A Python application that provides system-wide speech recognition with global hotkey control. The transcribed text is automatically typed at the current cursor position, making it work in any application. Uses the server of this project: https://github.com/QuentinFuxa/WhisperLiveKit
- Global hotkey: Toggle recording with
Ctrl+Alt+R(customizable) - Universal text insertion: Works in any application where you can type
- Real-time transcription: Uses WhisperLiveKit for accurate speech recognition
- Modular design: Clean, maintainable code structure
- Configurable: Easy to customize hotkeys and settings
WhisperLiveKit
- Python 3.7+
- WhisperLiveKit server
- Microphone access
- X11 session (Linux)
-
Clone the repository:
git clone <repository-url> cd whispaholics
-
Install system dependencies (Ubuntu/Debian):
sudo apt-get install portaudio19-dev python3-dev
-
Install Python dependencies:
pip install -r requirements.txt
-
Set up configuration:
# Copy the example configuration file cp config.example.py config.py # Edit config.py to match your setup nano config.py # or use your preferred editor
Important: The
config.pyfile is git-ignored for security and personalization. You must create it from the example file and configure it for your environment.
-
Start WhisperLiveKit server (configure the server URL in
config.py):# Example - adjust based on your WhisperLiveKit setup python -m whisperlivekit.basic_server -
Run the application:
python main.py
-
Use the hotkey:
- Position your cursor where you want text to appear
- Press
Ctrl+Alt+Rto start recording - Speak clearly into your microphone
- Press
Ctrl+Alt+Ragain to stop recording - Transcribed text will be automatically typed
Setup: Copy config.example.py to config.py and customize your settings:
cp config.example.py config.pyThen edit config.py to customize settings:
websocket_url: str = "ws://your-server:port/asr"# Default: Ctrl+Alt+R
hotkey: frozenset = frozenset({Key.ctrl_l, Key.alt_l, keyboard.KeyCode.from_char('r')})
# Alternative examples:
# F12 key only
hotkey: frozenset = frozenset({Key.f12})
# Ctrl+Shift+S
hotkey: frozenset = frozenset({Key.ctrl_l, Key.shift, keyboard.KeyCode.from_char('s')})rate: int = 16000 # Sample rate
channels: int = 1 # Mono audio
chunk_duration_ms: float = 256.0 # Audio chunk duration in milliseconds
# chunk_size is calculated automatically: int(rate * chunk_duration_ms / 1000)hotkey_cooldown: float = 0.5 # Seconds between hotkey activations
max_wait_time: float = 10.0 # Seconds to wait for server processing
typing_delay: float = 0.015 # Seconds between characters when typingwhispaholics/
├── main.py # Entry point
├── config.example.py # Example configuration (copy to config.py)

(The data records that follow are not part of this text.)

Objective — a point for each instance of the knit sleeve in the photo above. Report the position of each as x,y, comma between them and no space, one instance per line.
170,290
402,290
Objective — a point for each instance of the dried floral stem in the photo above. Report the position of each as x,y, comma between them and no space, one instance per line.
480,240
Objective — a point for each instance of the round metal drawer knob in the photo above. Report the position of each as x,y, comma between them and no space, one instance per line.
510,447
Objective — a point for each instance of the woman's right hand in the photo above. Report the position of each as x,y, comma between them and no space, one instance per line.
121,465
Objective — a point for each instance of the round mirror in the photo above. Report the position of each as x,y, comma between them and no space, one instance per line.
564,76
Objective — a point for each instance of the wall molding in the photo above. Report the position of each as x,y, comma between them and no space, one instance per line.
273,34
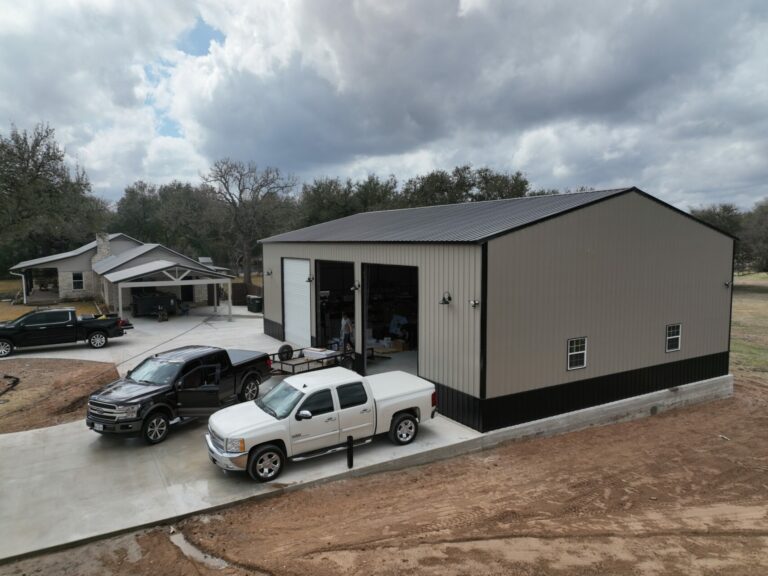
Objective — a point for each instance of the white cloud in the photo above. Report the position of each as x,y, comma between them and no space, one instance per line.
667,96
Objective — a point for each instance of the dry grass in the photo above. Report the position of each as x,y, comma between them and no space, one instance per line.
9,311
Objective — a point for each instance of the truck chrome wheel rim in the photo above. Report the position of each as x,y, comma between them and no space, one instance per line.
157,428
405,430
268,464
251,389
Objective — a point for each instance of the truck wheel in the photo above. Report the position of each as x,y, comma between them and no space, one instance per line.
266,463
97,340
155,428
250,389
404,429
6,348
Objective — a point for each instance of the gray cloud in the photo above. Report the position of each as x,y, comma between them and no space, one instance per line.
667,96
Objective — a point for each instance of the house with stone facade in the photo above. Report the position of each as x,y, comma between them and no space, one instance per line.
113,266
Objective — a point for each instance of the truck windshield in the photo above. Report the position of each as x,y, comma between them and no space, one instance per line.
155,371
280,401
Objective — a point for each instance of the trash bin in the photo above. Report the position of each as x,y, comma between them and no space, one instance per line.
254,303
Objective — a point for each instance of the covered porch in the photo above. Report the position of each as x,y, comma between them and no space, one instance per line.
164,274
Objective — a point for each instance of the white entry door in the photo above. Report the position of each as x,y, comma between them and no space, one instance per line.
296,302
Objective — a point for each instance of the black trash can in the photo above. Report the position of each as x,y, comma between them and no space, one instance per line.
254,303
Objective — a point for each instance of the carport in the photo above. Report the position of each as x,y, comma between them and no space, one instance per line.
166,274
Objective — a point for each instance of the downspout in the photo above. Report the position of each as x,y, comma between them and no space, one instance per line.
23,283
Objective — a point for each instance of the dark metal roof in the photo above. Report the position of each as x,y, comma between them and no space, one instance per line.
464,223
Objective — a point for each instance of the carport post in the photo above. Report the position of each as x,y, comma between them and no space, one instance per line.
229,299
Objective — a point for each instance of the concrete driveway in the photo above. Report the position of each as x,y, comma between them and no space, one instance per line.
66,484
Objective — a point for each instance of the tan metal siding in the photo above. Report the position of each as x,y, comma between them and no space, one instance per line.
617,272
449,336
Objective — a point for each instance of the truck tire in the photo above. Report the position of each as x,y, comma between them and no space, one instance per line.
97,339
155,428
404,429
6,347
265,463
285,352
250,388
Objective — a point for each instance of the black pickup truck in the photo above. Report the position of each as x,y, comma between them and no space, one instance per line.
176,385
58,326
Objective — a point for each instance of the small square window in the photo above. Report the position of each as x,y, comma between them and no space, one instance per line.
674,337
577,353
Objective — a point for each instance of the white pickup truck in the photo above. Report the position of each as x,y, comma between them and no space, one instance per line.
314,413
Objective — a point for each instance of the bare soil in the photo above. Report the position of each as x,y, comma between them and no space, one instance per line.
49,392
683,492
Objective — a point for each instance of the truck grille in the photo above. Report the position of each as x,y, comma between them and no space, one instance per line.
217,442
102,411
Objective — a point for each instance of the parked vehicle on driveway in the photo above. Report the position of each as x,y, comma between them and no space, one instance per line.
314,413
179,384
59,326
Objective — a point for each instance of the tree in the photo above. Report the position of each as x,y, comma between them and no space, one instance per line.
247,193
45,207
326,199
755,236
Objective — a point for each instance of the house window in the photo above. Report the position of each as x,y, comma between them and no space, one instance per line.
577,353
674,334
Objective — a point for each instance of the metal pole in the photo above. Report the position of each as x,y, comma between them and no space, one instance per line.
229,295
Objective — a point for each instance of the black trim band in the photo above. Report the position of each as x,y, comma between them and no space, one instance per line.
493,413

├── config.py # Your configuration settings (git-ignored)
├── speech_recognition_app.py # Main application logic
├── audio_recorder.py # Audio recording functionality
├── websocket_client.py # WebSocket communication
├── text_inserter.py # Text insertion logic
├── setup.sh # Installation script
├── requirements.txt # Python dependencies
└── README.md # This file
Note: config.py is git-ignored to keep your personal settings private. Always use config.example.py as your starting point.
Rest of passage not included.